Média : Emission Forum RMC Le Figaro - France Inter - Le Figaro

Texte intégral

France Info - Jeudi 8 juillet 1999

France Info
Vous avez rendu public à l’instant le rapport d’expertise relatif à la catastrophe du tunnel du Mont-Blanc qui a fait 39 morts. Rapport d’expertise finalement très consensuel. Est-ce qu’il ne fallait fâcher personne ?

Jean-Claude Gayssot
- « Non, je crois qu’il faut bien comprendre : il y a une enquête technique et administrative qui vise à essayer de comprendre les causes pour faire des préconisations, des propositions pour ne pas que cela se reproduise. Et puis par ailleurs, il y a une enquête judiciaire qui, elle, se poursuit, pour définir les responsabilités. Là, on voit bien que le fait qu’il y ait eu, disons, qu’il y ait deux directions d’exploitation du tunnel, qui soient séparées également, eh bien est un problème. Et nous décidons, outre le comité technique permanent dont je viens de parler, que les deux sociétés concessionnaires devront mettre en place une direction technique unique. Et que, y compris quand le tunnel rouvrira, il faut qu’il y ait une direction d’exploitation unique de manière à travailler le plus efficacement possible pour tout ce qui concerne la régulation, le trafic mais aussi pour ce qui concerne la sécurité. Il y aura un plan de secours, public, binational, qui sera élaboré, afin que le plan de sécurité interne soit commun aux deux sociétés exploitantes. Il y aura même tous les ans des exercices de secours qui seront organisés. »

France Info
Mais les familles des victimes vous diront que c’est un peu tard ! Comment n’y a-t-on pas pensé plus en avance ?

Jean-Claude Gayssot
- « IL est bien évident que ce tunnel, qui a été réalisé je crois en 1965, et où des choses, des décisions, des mesures pour améliorer ont sûrement été prises.
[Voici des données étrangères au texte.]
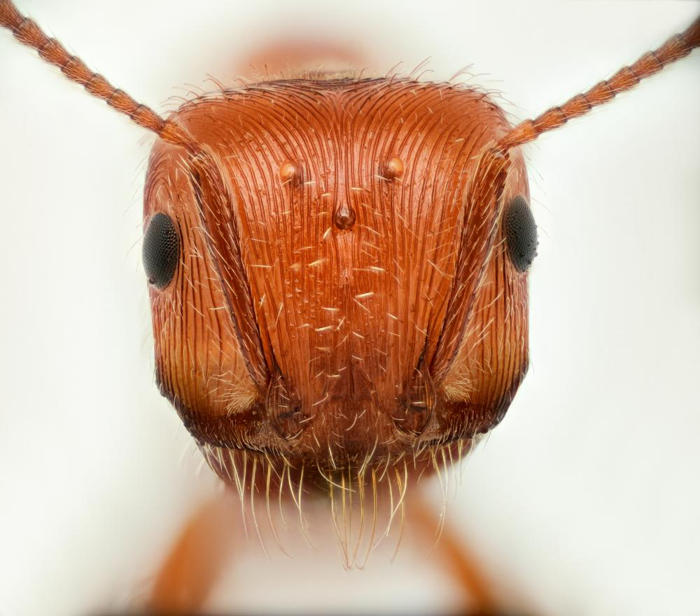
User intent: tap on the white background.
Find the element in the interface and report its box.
[0,0,700,616]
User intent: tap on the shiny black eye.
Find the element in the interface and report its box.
[143,213,180,289]
[503,195,537,272]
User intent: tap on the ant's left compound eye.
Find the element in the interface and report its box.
[503,195,537,272]
[143,212,180,289]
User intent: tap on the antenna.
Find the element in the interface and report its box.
[495,18,700,152]
[0,0,193,150]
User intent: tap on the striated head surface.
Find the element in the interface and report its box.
[144,79,528,478]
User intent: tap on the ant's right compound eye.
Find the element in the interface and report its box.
[143,212,180,289]
[503,195,537,272]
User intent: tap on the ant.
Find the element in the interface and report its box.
[1,2,700,612]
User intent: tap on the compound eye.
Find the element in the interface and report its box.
[143,212,180,289]
[503,195,537,272]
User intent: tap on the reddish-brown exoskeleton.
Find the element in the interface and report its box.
[0,2,698,612]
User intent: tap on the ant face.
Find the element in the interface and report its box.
[144,76,537,476]
[0,2,700,613]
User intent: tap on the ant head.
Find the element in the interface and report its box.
[0,0,700,484]
[144,79,536,482]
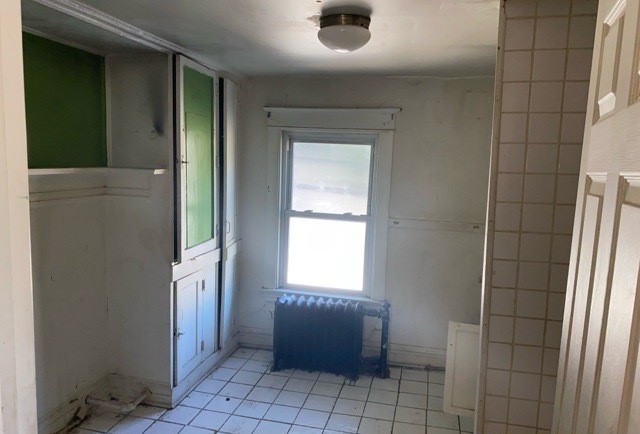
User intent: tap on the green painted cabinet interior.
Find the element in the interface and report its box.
[183,67,215,248]
[22,33,107,168]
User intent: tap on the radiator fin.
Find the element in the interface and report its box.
[273,295,365,379]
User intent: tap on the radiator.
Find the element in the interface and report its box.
[273,295,365,379]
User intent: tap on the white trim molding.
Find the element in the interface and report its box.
[263,107,402,130]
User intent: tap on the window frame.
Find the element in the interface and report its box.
[277,131,378,296]
[262,106,402,303]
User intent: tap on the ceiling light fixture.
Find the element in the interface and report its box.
[318,14,371,53]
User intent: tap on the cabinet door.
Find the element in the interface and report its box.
[176,56,220,262]
[200,266,218,360]
[174,273,202,384]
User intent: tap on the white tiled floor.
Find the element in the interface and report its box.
[73,348,473,434]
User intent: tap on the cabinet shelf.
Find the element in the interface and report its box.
[29,167,168,204]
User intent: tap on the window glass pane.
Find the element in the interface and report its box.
[291,142,371,215]
[182,67,215,248]
[287,217,367,291]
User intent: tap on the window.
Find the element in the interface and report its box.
[280,134,375,291]
[257,107,400,300]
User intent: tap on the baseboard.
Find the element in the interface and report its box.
[38,376,109,434]
[104,374,171,408]
[239,327,447,368]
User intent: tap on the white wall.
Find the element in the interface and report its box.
[30,55,173,432]
[31,198,108,428]
[0,0,36,434]
[106,54,173,384]
[239,77,493,366]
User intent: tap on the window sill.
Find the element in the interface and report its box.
[260,288,383,306]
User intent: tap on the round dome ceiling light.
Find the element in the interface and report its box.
[318,14,371,53]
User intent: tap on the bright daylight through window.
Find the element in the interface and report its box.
[281,140,373,291]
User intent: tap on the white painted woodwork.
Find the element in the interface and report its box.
[442,321,480,417]
[174,273,202,383]
[553,0,640,433]
[220,78,240,348]
[220,79,238,247]
[0,0,37,434]
[174,265,218,385]
[262,107,401,300]
[199,266,218,360]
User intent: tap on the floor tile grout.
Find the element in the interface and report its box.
[76,348,476,434]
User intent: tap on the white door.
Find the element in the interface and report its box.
[553,0,640,433]
[174,272,202,384]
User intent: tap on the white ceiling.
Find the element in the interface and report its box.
[31,0,499,76]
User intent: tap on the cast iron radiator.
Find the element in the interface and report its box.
[273,295,389,379]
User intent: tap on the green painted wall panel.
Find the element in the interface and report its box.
[184,67,215,248]
[22,33,107,168]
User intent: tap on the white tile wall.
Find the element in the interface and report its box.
[483,0,597,434]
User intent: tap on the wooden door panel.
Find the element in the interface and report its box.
[594,179,640,433]
[560,189,602,432]
[553,0,640,434]
[175,273,200,382]
[596,2,626,119]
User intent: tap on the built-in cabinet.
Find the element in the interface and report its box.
[174,266,218,383]
[23,1,239,432]
[173,56,225,385]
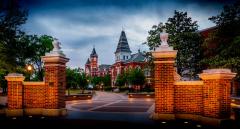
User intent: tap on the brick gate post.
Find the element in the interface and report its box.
[200,69,236,119]
[5,73,25,116]
[42,40,69,116]
[151,29,177,120]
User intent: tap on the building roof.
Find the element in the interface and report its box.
[90,47,98,57]
[115,31,131,53]
[126,50,145,63]
[98,64,111,71]
[86,58,90,64]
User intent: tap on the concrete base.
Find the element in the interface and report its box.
[150,113,231,127]
[150,113,175,120]
[24,108,43,115]
[42,108,67,116]
[0,109,6,115]
[5,109,23,117]
[200,116,230,127]
[175,114,202,121]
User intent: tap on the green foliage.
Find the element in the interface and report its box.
[128,68,145,86]
[146,11,202,78]
[201,2,240,79]
[0,0,29,71]
[27,35,53,81]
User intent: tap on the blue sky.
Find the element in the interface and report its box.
[19,0,233,68]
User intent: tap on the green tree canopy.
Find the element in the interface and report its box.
[128,68,146,86]
[201,1,240,80]
[146,11,202,78]
[0,0,28,71]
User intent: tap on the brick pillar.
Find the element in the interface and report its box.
[42,40,69,116]
[200,69,236,119]
[5,73,25,116]
[152,49,177,119]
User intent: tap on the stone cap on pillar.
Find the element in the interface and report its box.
[152,29,177,58]
[5,73,25,82]
[199,69,236,80]
[42,39,69,64]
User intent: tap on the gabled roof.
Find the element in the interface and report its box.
[90,47,98,57]
[86,58,90,64]
[98,64,111,71]
[115,31,131,53]
[126,51,145,63]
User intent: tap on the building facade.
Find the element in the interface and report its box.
[85,31,151,86]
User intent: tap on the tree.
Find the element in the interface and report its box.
[29,35,53,81]
[201,1,240,81]
[0,0,27,71]
[128,68,145,91]
[146,11,202,78]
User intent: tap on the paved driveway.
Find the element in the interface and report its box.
[67,91,154,113]
[66,91,154,123]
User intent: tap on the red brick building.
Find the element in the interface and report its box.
[85,47,99,77]
[111,31,150,86]
[85,31,151,86]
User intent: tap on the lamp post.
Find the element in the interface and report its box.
[22,64,34,115]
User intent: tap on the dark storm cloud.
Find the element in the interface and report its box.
[16,0,232,67]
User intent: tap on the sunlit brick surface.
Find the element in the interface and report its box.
[8,81,23,109]
[24,85,46,108]
[45,66,66,109]
[154,58,174,113]
[153,51,236,119]
[203,79,231,118]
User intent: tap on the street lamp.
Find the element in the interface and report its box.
[22,64,33,115]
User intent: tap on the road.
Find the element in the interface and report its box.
[66,91,154,123]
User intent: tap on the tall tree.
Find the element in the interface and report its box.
[146,11,202,78]
[128,68,146,86]
[201,1,240,81]
[0,0,27,71]
[29,35,53,81]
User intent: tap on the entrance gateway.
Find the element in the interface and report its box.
[5,32,236,124]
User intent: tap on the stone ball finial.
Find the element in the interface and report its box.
[160,28,168,47]
[46,38,65,57]
[52,38,61,51]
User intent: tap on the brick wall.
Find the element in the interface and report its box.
[152,50,236,119]
[174,81,203,115]
[203,79,231,118]
[45,66,66,109]
[8,81,23,109]
[23,82,46,108]
[154,59,174,114]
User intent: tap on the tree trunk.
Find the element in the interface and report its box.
[68,88,70,96]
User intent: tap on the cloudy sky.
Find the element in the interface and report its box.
[19,0,233,68]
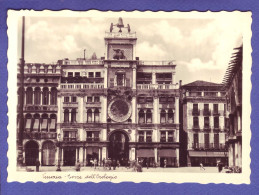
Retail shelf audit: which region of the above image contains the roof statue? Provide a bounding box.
[110,17,130,33]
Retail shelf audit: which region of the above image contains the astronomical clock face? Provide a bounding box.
[108,99,131,122]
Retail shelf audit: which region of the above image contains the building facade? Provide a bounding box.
[180,81,228,166]
[223,46,243,168]
[17,18,180,167]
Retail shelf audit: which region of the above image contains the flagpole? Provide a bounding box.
[17,16,25,167]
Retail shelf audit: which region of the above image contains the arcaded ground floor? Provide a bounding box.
[20,166,228,174]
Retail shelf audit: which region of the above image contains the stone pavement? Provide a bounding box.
[22,166,221,173]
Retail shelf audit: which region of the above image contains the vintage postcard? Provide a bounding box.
[7,10,252,184]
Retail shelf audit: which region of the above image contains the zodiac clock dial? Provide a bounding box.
[108,99,131,122]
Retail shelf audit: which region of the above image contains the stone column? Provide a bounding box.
[154,148,158,163]
[153,96,159,124]
[98,148,102,166]
[175,148,179,167]
[132,67,137,89]
[131,96,137,124]
[78,147,84,165]
[174,97,179,124]
[39,148,42,165]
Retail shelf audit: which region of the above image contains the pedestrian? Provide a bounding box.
[94,158,97,169]
[35,158,40,172]
[200,162,205,170]
[164,159,169,168]
[76,160,81,171]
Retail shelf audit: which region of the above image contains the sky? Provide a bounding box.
[17,16,246,84]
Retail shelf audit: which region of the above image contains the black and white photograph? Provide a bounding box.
[8,10,252,183]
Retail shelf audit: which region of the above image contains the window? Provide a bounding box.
[116,73,125,86]
[34,87,41,105]
[87,109,92,123]
[88,72,94,78]
[204,117,210,128]
[67,72,73,77]
[72,96,77,102]
[193,117,199,128]
[146,109,152,123]
[204,133,210,149]
[146,97,153,103]
[64,96,69,103]
[139,109,145,123]
[50,88,57,105]
[94,109,100,123]
[214,117,219,128]
[42,88,49,105]
[64,109,69,123]
[95,72,101,78]
[160,131,166,142]
[26,87,33,104]
[139,131,145,142]
[193,133,199,148]
[167,97,174,103]
[64,131,77,141]
[213,104,219,114]
[168,109,174,123]
[75,72,80,77]
[168,131,174,142]
[87,96,93,102]
[94,96,100,102]
[146,131,152,142]
[160,110,166,123]
[138,97,146,104]
[214,134,219,149]
[71,109,76,123]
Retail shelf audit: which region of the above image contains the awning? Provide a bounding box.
[137,149,155,158]
[49,119,56,129]
[41,119,48,130]
[33,119,40,131]
[25,118,31,129]
[189,151,228,157]
[159,149,176,157]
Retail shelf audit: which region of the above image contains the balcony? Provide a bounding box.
[86,137,100,142]
[105,32,137,39]
[58,59,103,65]
[138,60,175,66]
[137,84,179,90]
[192,109,200,116]
[203,110,211,116]
[192,143,227,150]
[60,83,104,90]
[23,132,57,139]
[63,137,77,142]
[63,102,78,108]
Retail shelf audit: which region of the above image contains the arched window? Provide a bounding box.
[71,108,76,123]
[42,87,49,105]
[50,87,57,105]
[138,109,145,123]
[26,87,33,104]
[49,114,57,132]
[25,114,32,131]
[32,114,40,131]
[87,109,92,123]
[168,109,174,123]
[34,87,41,105]
[146,109,152,123]
[160,110,166,123]
[94,108,100,123]
[41,114,48,131]
[64,109,69,123]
Mais on se rend compte à la lumière de cette catastrophe dramatique, et c’est bien normal que les familles des victimes veuillent avoir toute la transparence et surtout que tout le monde souhaite que tout cela ne puisse plus jamais se reproduire ! C’est pourquoi on ne va pas reconstruire le tunnel dans les mêmes conditions que ce qui a été à l’origine de la catastrophe. Les capacités de ventilation seront considérablement augmentées ; le nombre de refuges sera doublé – de 18 à 56 – et ils devront être résistants ces refuges au feu pendant au moins deux heures pour que des secours rapides, adaptés, puissent être reliés à une galerie d’air frais et être équipés de moyens de ventilation et de communication. On voit bien que, y compris par rapport à l’analyse des experts et de cette enquête technique et administrative, on ne se contente pas de dire : on va remettre en l’état mais on dit : on remettra en service que les conditions de sécurité optimales – ce qui n’était pas le cas avant – seront réunies. »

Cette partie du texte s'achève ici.